Ten new therapies are backed for approval in Europe

by | 28th Jun 2015 | News

Regulatory advisors in Europe have backed the approval of 10 new treatments, including two enzyme replacement therapies for rare diseases, cancer drugs, generics and ‘hybrid’ medicines.

Regulatory advisors in Europe have backed the approval of 10 new treatments, including two enzyme replacement therapies for rare diseases, cancer drugs, generics and ‘hybrid’ medicines.

Among this month’s batch of Committee for Medicinal Products for Human Use recommendations is Alexion’s Strensiq (asfotase alfa), the first therapy for hypophosphatasiais – a rare inherited metabolic disorder affecting the bones – in patients who have developed the disease in childhood.

Strensiq, which has also been designated orphan drug status, is being backed under ‘exceptional circumstances’ because safety and efficacy data are still limited due to the extreme rarity of the disease. Therefore, the CHMP has requested that further data be collected and submitted following authorisation.

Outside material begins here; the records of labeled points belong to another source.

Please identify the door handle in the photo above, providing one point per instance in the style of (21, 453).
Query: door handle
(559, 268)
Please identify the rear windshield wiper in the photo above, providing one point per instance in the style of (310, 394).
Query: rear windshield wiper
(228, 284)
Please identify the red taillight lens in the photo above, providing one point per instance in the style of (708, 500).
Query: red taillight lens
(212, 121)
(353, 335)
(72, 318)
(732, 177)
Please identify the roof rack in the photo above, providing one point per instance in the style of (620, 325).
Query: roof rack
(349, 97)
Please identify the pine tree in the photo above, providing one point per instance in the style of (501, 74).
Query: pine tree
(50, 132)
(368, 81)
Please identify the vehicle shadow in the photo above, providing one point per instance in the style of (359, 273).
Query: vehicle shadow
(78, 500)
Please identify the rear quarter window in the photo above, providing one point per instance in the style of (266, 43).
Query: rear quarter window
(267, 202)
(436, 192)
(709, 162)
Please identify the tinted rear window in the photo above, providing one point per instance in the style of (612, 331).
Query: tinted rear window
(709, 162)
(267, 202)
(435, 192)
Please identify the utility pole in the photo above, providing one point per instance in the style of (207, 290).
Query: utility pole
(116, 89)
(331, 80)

Synageva BioPharma, which was acquired by Alexion last month, saw its enzyme replacement therapy Kanuma (sebelipase alfa) win favour as a treatment of lysosomal acid lipase deficiency, a rare and life-threatening genetic disease that can cause multiple organ damage. There is currently no approved therapy for this condition.

A marketing authorisation was also recommended for Novartis’ Farydak (panobinostat) for the treatment of relapsed and/or refractory multiple myeloma.

The drug, which also carries orphan designation, is the first cancer medicine to target enzymes known as histone deacetylases. Clinical trials showed that adding Farydak to Janssen’s Velcade (bortezomib) and dexamethasone slowed disease progression in patients with relapsed and/or refractory multiple myeloma who have received at least two prior standard therapies.

Elsewhere, Novartis’ Odomzo (sonidegib) picked up a positive opinion for basal cell carcinoma, while CSL Behring’s Respreeza (human alpha1-proteinase inhibitor) was put forward as a therapy for alpha1-proteinase inhibitor deficiency.

From the generic field, the CHMP supported approval of: Hospira’s Docetaxel Hospira UK (docetaxel) for breast cancer, non-small cell lung cancer, prostate cancer, gastric adenocarcinoma, and head and neck cancer; Zentiva’s Duloxetine Zentiva (duloxetine) for major depressive disorder, diabetic peripheral neuropathic pain and generalised anxiety disorder; and Accord Healthcare’s Pregabalin Accord (pregabalin) for the treatment of epilepsy and generalised anxiety disorder.

Two ‘hybrid’ medicines (when authorisation depends partly on test results with the reference medicine and partly on new data from clinical trials) received positive opinions from the Committee: Sandoz’ Aripiprazole Sandoz (aripiprazole) for the treatment of schizophrenia and the prevention and treatment of manic episodes in bipolar 1 disorder, and Santhera’s Raxone (idebenone) for the treatment of visual impairment in patients with Leber’s hereditary optic neuropathy.

On the downside, the Committee rejected Cytonet’s Heparesc (human heterologous liver cells) as a treatment for certain urea cycle disorders, because concerns on the design and conduct of the studies cast doubt on data, it said.